Furthermore the biochemical basis for this phenomenon is now known to be a result of activated NMDA receptors (N-methyl D-aspartate) (68). Synergism between substance P and NMDA receptors play a major role in the perpetuation of secondary hyperalgesia (71). The finding of a threefold increase in cerebrospinal fluid levels of substance-P in fibromyalgia patients is probably an indirect reflection of these central events (72). A recent study from Sweden provided evidence that activation of NMDA receptors is relevant to pain in fibromyalgia patients. Sorensen et al reported that intravenous ketamine (an NMDA receptor antagonist) attenuates pain and pain threshold, as well as improving muscle endurance in fibromyalgia patients (73). Pain related functional CNS changes can now be demonstrated by imaging techniques. Mountz et al reported that fibromyalgia patients, characterized by low pain thresholds, had a decreased regional cerebral flow compared to healthy controls (74). The decreased perfusion was particularly prominent in the thalamic and caudate nuclei (structures involved in the processing of nociceptive stimuli).

Most fibromyalgia patients have varying degrees of psychological distress associated with their condition (47,75-81). Whereas lifetime psychiatric disorders are more prevalent in fibromyalgia patients than fibromyalgia non-patients, they are not intrinsically related to the pathophysiology of the fibromyalgia syndrome. Rather, psychological distress in fibromyalgia patients appears to be mainly a result of symptom severity (78,82).
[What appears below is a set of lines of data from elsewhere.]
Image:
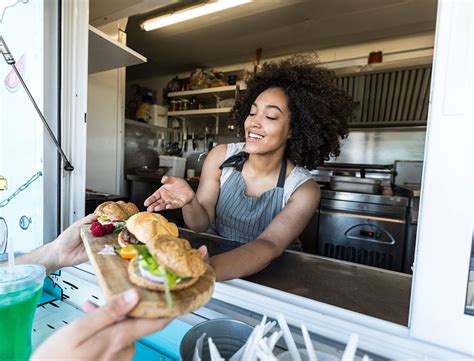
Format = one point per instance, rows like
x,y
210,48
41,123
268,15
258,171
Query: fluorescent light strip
x,y
191,13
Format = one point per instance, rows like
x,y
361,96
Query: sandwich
x,y
145,226
115,213
164,262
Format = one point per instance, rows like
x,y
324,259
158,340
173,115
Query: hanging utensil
x,y
258,56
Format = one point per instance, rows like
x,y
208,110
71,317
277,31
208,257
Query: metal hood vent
x,y
395,97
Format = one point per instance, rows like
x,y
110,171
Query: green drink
x,y
19,294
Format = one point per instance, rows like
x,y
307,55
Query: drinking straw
x,y
268,326
351,348
274,339
11,256
198,348
295,356
215,355
309,345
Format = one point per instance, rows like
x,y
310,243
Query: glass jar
x,y
194,104
185,104
173,107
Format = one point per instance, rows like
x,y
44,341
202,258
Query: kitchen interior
x,y
164,115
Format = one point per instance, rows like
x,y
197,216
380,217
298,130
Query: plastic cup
x,y
228,335
322,356
19,295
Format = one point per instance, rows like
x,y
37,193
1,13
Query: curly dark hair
x,y
320,110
The International Association for the Study of Pain (IASP) defines pain as follows (83): 

"Pain is an unpleasant sensory and emotional experience associated with actual or potential tissue damage, or described in terms of such damage". One component of pain is a reflex avoidance behavior that can occur before the conscious appreciation of pain, this accounts for the wince or grimace elicited by fibromyalgia tender point examination.. In terms of brain physiology this implies that more primitive parts of the brain are being activated (i.e. the areas below the cerebral cortex). These sub-cortical areas of the brain contain several discrete nuclei (e.g. the thalamus, cingulate gyrus, hippocampus, amygdyala, locus coerulus) which interact to form a functional unit called the limbic system. This is the part of the brain that subserve many reflex phenomenon, including the association of sensory input with specific mood states (e.g. sexual pleasure, migraine displeasure etc.). These subcortical areas of the brain show increased activity in chronic pain states (84). These facts form the psychophysiological basis for understanding the emotional aspect of pain.
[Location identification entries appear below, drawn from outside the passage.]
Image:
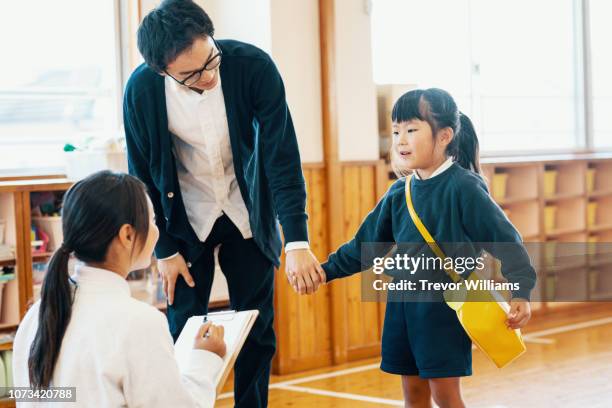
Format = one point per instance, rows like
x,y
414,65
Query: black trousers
x,y
250,280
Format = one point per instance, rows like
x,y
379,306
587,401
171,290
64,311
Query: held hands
x,y
304,271
210,338
520,313
170,269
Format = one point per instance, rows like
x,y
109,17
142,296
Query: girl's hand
x,y
520,313
210,338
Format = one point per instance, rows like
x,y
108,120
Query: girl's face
x,y
143,260
413,144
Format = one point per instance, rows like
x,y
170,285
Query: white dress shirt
x,y
204,161
441,169
117,351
Many fibromyalgia patients are reluctant to consider the psychological component of pain as in the past they had been led to believe that the pain was all in their head – i.e. the pain was purely psychological in nature. Some health care professionals still convey this impression. However pain is both a sensory and an emotional experience (83). To consider just the sensory component is equally as wrong as to focus entirely on the psychological component. The emotional component of pain is multifactorial and includes past experiences, genetic factors, general state of health, the presence of depression and other psychological diagnoses, coping mechanisms, and beliefs and fears surrounding the pain diagnosis. The unsettling realization that pain may well be life-long generates a varied mix of emotions and behaviors that are often counterproductive to coping with a chronic problem. An improvement in the behavioral consequences of having continuous pain can often be attained by modifying how the patient interprets their pain – this is the underlying principle of cognitive-behavioral therapy (39,85-89). Mastering these concepts will present a new challenge to some physicians who care for lupus patients.  

Conclusions

The development of fibromyalgia in a lupus patient complicates the clinical picture and treatment decisions several fold. Some physicians are reluctant to make a diagnosis of fibromyalgia as they view with suspicion any symptoms that do not conform to the classical "biomedical model" of disease (90). However, the increasing recognition that fibromyalgia is at one end of a spectrum of central neurophysiological changes and psychological distress, should provide a more rational basis for understanding these patients.